### The model

Nutrition outcome differences between girls and boys can be attributed to differences in nutrient inputs in the health production function which in turn can be due to familial child gender preferences. Unlike the unitary model by Becker (1965), the collective model, nutrients allocation analysis, neither assumes homogenous parental preferences nor incorporates individual preferences into a single household utility function; it assumes a stable decision process which gives Pareto-efficient allocation within a household. Each Pareto frontier associates with various decision procedures connecting different sets of individuals’ weight (Chiappori, 1997).
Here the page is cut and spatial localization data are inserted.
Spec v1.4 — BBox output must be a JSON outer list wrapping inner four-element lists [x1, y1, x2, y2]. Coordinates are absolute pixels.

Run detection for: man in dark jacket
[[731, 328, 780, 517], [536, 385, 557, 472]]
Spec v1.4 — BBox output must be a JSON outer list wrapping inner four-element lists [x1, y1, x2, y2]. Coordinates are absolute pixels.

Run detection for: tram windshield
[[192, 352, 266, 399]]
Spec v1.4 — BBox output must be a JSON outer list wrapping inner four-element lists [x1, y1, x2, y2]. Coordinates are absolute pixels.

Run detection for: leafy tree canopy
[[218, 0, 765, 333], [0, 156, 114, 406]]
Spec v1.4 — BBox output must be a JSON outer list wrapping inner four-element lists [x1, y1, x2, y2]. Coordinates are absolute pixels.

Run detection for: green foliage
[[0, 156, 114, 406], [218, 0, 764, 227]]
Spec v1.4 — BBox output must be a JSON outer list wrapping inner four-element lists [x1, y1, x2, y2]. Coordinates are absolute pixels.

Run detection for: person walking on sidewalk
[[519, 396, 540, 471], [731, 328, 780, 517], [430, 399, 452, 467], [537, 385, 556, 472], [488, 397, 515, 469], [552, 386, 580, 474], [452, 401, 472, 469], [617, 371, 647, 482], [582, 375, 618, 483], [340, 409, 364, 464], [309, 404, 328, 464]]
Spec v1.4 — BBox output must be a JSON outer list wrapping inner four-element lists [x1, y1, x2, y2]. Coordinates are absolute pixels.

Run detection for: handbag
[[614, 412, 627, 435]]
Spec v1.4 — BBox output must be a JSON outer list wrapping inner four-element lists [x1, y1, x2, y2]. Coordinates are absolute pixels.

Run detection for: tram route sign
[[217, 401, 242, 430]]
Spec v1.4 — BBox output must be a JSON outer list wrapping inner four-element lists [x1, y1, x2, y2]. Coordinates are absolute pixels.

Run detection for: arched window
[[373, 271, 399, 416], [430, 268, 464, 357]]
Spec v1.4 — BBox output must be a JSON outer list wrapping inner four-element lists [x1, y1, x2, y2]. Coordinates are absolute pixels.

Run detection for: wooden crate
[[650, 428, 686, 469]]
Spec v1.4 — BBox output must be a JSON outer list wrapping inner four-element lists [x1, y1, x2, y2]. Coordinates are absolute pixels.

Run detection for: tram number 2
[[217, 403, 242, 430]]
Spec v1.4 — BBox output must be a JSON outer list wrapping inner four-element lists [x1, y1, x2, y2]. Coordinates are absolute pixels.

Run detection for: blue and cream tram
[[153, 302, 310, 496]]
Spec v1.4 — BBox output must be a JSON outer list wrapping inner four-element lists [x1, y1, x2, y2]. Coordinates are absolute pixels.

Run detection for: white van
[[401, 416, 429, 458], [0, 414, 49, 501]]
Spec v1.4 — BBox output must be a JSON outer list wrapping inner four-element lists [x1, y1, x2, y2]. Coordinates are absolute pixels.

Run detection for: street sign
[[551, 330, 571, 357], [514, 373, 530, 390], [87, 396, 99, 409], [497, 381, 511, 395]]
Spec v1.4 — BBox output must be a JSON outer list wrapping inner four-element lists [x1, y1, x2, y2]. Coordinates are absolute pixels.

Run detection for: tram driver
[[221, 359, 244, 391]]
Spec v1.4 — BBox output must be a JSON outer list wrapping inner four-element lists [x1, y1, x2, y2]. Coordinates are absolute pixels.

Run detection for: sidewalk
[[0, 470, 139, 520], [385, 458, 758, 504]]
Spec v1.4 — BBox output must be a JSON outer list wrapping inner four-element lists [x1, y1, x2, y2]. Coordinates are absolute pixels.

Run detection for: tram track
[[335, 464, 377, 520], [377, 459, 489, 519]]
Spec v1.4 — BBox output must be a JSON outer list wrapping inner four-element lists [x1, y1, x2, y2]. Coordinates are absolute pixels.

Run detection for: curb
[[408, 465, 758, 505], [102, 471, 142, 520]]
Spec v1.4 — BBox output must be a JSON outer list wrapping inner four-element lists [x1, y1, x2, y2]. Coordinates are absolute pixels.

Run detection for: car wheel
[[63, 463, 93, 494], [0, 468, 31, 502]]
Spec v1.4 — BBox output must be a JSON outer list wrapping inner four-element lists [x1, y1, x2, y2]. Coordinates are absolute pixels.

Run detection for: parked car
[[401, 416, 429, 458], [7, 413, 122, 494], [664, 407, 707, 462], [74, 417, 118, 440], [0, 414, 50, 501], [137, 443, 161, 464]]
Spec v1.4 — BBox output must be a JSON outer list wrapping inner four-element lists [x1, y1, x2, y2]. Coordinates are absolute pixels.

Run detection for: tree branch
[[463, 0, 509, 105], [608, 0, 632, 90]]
Few works using this approach confirm that there is a bias towards girls’ nutrition in a sense that Pareto weights are biased between boys and girls (Dercon and Pramela, 2000; Quisumbing, 2003; Duflo, 2000; Haddad and Hoddinott, 1994; Thomas, 1990).

To state the theoretical explanation of intra-children resource allocation, let *H*_{it} be nutrition outcomes of child *i* at time *t*. The child health production function is dependent on the set of inputs denoted as ‘‘*I*’’ which includes nutrient consumption, mother and father’s time for childcare which also is dependent on observable/unobservable characteristics of the child (such as age, intimacy, and gender), and other household and community level variables. We present the household utility maximization problem as a function of child nutrition as follows:

$$ \max U\left({\mathrm{H}}_{it}\left({c}_{it}\right),{\chi}_{it}\right) $$

(1)

where *c*_{it} represents child *i*’s consumption of goods and home-produced child health inputs and nutrients; *χ*_{it} represents parent’s consumption and household characteristics such as parent’s education level, community level covariates such as access to the road. Health outcome of a child, Η_{it}, is dependent on the child’s nutrient intakes and other inputs which in turn are influenced by the parent’s child gender preference and an aggregate household level environmental risk. Here, we assume every change in wealth of the household has an equal effect on nutrition of all household members. Then, we can put the relationship of child’s nutrient consumption versus child gender preference and aggregate household environmental risks as

$$ {c}_{it}\left({\phi}_i,{\theta}_t\right) $$

(2)

where *ϕ*_{i} and *θ*_{t} represent parent’s child gender preference at all time, and an aggregate household level environmental risk index respectively. Both *ϕ*_{i} and *θ*_{t} are household level effects to child nutrition outcomes (i.e., individual level). Here, the nutrient inputs decision factors are likely to be different between child genders. In addition to the altruistic behavior of the household members, we assume that parents are the only allocation decision-makers so only the parent’s preference is incorporated in the household utility function. Putting (1) as the weighted sum of parent’s utility, it gives the following algebraic expression:

$$ \operatorname{Max}\ {U}_t={\omega}_i{U}_{ft}\left({C}_{ft},{\mathrm{H}}_{it}\right)+\left(1-{\omega}_i\right){U}_{mt}\left({C}_{mt},{\mathrm{H}}_{it}\right) $$

(3)

Based on the cooperative optimization framework, parents (mother and father) agree to assign welfare weight level to the individuals in the household. We changed *f* and *m*, subscripts which represent the father’s and mother’s consumption to *i* just to include consumption of every individual member in the household. Therefore, Eq. (3) can again be restated as

$$ \underset{\left\{{c}_{it}\right\}}{\max }{\sum}_{i=1}^I{\omega}_i{U}_t\left({C}_{it}\left({\phi}_i,{\theta}_t\right),{\mathrm{H}}_{it}\right) $$

(4)

Subject

and 0 ≤ *t* ≤ *T* is mother and father’s available time devoted to childcare.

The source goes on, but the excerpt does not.